6. Si les faits matériellement établis mentionnés au point précédent constituent des manquements aux devoirs d'obéissance hiérarchique et de dignité s'imposant aux agents publics dans l'exercice de leurs fonctions et constituent des fautes de nature à justifier une sanction disciplinaire du troisième groupe, en l'absence notamment de tout antécédent disciplinaire, la sanction de deux ans d'exclusion temporaire de fonctions, qui correspond à la sanction la plus élevée de ce groupe, prononcée à l'encontre de M. C, présente un caractère disproportionné. Ainsi, la directrice générale du CROUS Bourgogne-Franche-Comté, en prononçant cette sanction, a, dans les circonstances de l'espèce, entaché la décision attaquée d'une erreur d'appréciation. Par suite, ce moyen est fondé et doit être accueilli.

7. A cet égard, pour purger le vice constaté au point précédent, il appartient à la directrice générale du CROUS Bourgogne-Franche-Comté, si elle s'y croit fondée, d'infliger au requérant une nouvelle sanction disciplinaire du troisième groupe plus adaptée à la gravité des fautes commises.

8. Il résulte de ce qui précède que, sans qu'il soit besoin d'examiner l'autre moyen de la requête, M. C est fondé à demander l'annulation de la décision du 19 mars 2024.

Sur les frais liés au litige :

9. Les dispositions de l'article L. 761-1 du code de justice administrative font obstacle à ce que soit mise à la charge de M. C, qui n'est pas la partie perdante dans la présente instance, la somme que le CROUS Bourgogne-Franche-Comté demande au titre des frais exposés et non compris dans les dépens. Il y a lieu, en revanche, de faire application de ces dispositions et de mettre à la charge du CROUS Bourgogne-Franche-Comté une somme de 1 500 euros au titre des frais exposés par M. C et non compris dans les dépens.

D E C I D E :

Article 1er : La décision du 19 mars 2024 par laquelle la directrice générale du CROUS Bourgogne-Franche-Comté a infligé à M. C la sanction d'exclusion temporaire de fonctions d'une durée de deux ans est annulée.

Article 2 : Le CROUS Bourgogne-Franche-Comté versera à M. C une somme de 1 500 euros au titre de l'article L. 761-1 du code de justice administrative.
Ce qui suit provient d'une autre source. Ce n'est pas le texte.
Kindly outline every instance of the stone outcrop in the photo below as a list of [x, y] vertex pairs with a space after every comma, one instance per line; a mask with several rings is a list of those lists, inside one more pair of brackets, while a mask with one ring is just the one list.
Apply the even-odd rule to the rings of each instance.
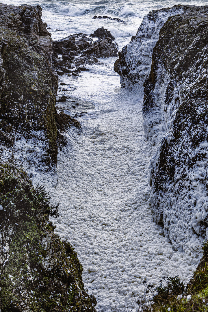
[[58, 78], [41, 10], [0, 5], [0, 160], [23, 165], [31, 177], [53, 171], [56, 184]]
[[104, 15], [103, 16], [101, 16], [100, 15], [99, 15], [99, 16], [97, 16], [97, 15], [95, 15], [92, 19], [97, 19], [97, 18], [99, 19], [104, 18], [105, 19], [109, 19], [111, 21], [116, 21], [116, 22], [119, 22], [124, 23], [124, 24], [126, 24], [126, 22], [125, 21], [123, 21], [123, 20], [121, 20], [120, 18], [118, 18], [117, 17], [111, 17], [110, 16], [107, 16], [107, 15]]
[[0, 310], [2, 312], [95, 312], [81, 265], [53, 232], [58, 215], [42, 186], [22, 170], [0, 164]]
[[58, 79], [46, 26], [39, 6], [0, 4], [0, 311], [95, 312], [76, 253], [49, 220], [58, 207], [27, 174], [34, 182], [49, 172], [52, 179], [64, 133], [81, 131], [55, 108]]
[[89, 48], [83, 52], [82, 56], [87, 56], [88, 58], [94, 56], [110, 57], [118, 56], [118, 49], [116, 45], [108, 37], [95, 41]]
[[[115, 64], [123, 87], [142, 91], [144, 83], [146, 138], [158, 146], [150, 164], [151, 208], [176, 250], [208, 235], [208, 8], [150, 12]], [[145, 41], [151, 57], [146, 51], [139, 56]]]
[[95, 30], [93, 34], [91, 34], [90, 36], [94, 37], [104, 39], [104, 38], [110, 38], [112, 40], [115, 40], [114, 37], [111, 33], [108, 30], [107, 28], [104, 28], [103, 26], [101, 28], [98, 28]]
[[[91, 34], [93, 37], [101, 38], [93, 43], [92, 38], [87, 36], [80, 33], [53, 42], [53, 64], [57, 69], [58, 75], [72, 72], [73, 75], [79, 76], [74, 71], [70, 70], [74, 63], [77, 69], [82, 67], [82, 70], [84, 70], [83, 66], [99, 63], [98, 58], [118, 56], [117, 44], [112, 41], [115, 38], [108, 29], [102, 27], [95, 31], [94, 34]], [[80, 56], [73, 61], [75, 56], [81, 53]], [[62, 55], [60, 60], [58, 60], [59, 54]]]

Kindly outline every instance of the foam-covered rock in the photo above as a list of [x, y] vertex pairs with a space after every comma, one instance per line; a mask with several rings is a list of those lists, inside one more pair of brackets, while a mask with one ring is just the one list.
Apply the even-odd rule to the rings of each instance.
[[115, 70], [123, 87], [141, 91], [150, 164], [151, 203], [176, 249], [207, 235], [207, 6], [150, 12]]

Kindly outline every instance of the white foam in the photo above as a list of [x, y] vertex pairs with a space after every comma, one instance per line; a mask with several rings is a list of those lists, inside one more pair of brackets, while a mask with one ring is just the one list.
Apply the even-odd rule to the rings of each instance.
[[148, 177], [155, 147], [144, 139], [142, 91], [119, 90], [109, 61], [108, 75], [61, 78], [76, 85], [71, 94], [97, 104], [91, 118], [79, 119], [83, 135], [69, 133], [69, 146], [59, 152], [57, 186], [47, 184], [60, 204], [56, 232], [77, 252], [99, 312], [133, 308], [144, 280], [157, 285], [178, 275], [187, 281], [199, 261], [191, 246], [174, 251], [153, 221]]

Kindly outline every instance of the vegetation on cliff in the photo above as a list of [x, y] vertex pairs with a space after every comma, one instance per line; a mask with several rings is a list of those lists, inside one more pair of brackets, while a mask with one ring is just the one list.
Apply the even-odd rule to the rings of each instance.
[[69, 243], [53, 231], [42, 186], [24, 171], [0, 165], [0, 309], [9, 311], [88, 311], [96, 300], [84, 288], [82, 266]]

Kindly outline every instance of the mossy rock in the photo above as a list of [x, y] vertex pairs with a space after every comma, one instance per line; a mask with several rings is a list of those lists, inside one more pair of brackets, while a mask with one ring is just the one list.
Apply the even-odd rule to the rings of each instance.
[[94, 312], [76, 253], [53, 232], [49, 217], [58, 215], [58, 207], [44, 188], [34, 189], [23, 170], [4, 164], [0, 194], [2, 312]]

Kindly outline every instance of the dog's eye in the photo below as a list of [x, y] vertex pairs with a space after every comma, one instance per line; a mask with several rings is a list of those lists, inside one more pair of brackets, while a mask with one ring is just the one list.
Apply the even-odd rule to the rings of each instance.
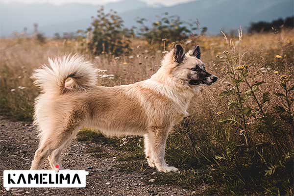
[[196, 72], [196, 71], [198, 71], [199, 70], [199, 68], [198, 67], [196, 67], [195, 68], [191, 68], [191, 70], [192, 71], [194, 71]]

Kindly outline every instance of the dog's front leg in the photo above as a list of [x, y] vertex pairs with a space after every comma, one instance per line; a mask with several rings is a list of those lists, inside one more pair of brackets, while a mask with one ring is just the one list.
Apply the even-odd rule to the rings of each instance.
[[150, 160], [154, 163], [158, 172], [176, 172], [179, 170], [174, 167], [169, 167], [164, 160], [168, 133], [169, 130], [166, 128], [152, 127], [150, 129], [147, 136], [146, 136], [148, 138], [147, 140], [148, 142], [147, 147], [151, 150]]

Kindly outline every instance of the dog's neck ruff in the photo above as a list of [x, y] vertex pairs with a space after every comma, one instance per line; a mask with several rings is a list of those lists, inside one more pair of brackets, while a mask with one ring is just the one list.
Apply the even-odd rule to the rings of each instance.
[[142, 87], [148, 88], [156, 93], [168, 98], [178, 105], [179, 112], [185, 116], [189, 113], [187, 111], [189, 104], [196, 92], [195, 89], [183, 86], [173, 78], [166, 78], [164, 82], [154, 80], [152, 77], [145, 80]]

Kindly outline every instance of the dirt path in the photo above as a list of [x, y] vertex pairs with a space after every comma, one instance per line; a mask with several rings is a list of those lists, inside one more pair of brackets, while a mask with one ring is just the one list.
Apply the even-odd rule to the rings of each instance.
[[[150, 183], [155, 170], [144, 172], [118, 168], [116, 155], [120, 152], [103, 142], [89, 143], [74, 140], [67, 147], [62, 157], [66, 169], [89, 172], [85, 188], [19, 188], [7, 192], [3, 187], [3, 171], [28, 170], [38, 141], [31, 124], [13, 122], [0, 116], [0, 195], [190, 195], [190, 191], [172, 185]], [[98, 149], [103, 156], [94, 156]], [[49, 169], [46, 161], [43, 168]], [[106, 183], [110, 184], [106, 184]], [[108, 184], [108, 183], [107, 183]]]

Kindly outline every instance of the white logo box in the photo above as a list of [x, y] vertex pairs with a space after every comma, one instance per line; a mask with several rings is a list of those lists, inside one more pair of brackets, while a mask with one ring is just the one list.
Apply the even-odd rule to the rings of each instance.
[[85, 170], [4, 170], [3, 186], [10, 188], [84, 188]]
Article 3 : Le surplus des conclusions des parties est rejeté.

Article 4 : Le présent jugement sera notifié à M. A C et au centre régional des œuvres universitaires et scolaires Bourgogne-Franche-Comté.

Délibéré après l'audience du 10 avril 2025, à laquelle siégeaient :

- Mme Grossrieder, présidente,

- M. Seytel, premier conseiller,

- Mme Marquesuzaa, conseillère.

Rendu public par mise à disposition au greffe le 7 mai 2025.

La rapporteure,

A. MarquesuzaaLa présidente,

S. GrossriederLa greffière,

C. Quelos

La République mande et ordonne à la ministre de l'éducation nationale, de l'enseignement supérieur et de la recherche, en ce qui la concerne, ou à tous commissaires de justice à ce requis en ce qui concerne les voies de droit commun contre les parties privées, de pourvoir à l'exécution de la présente décision.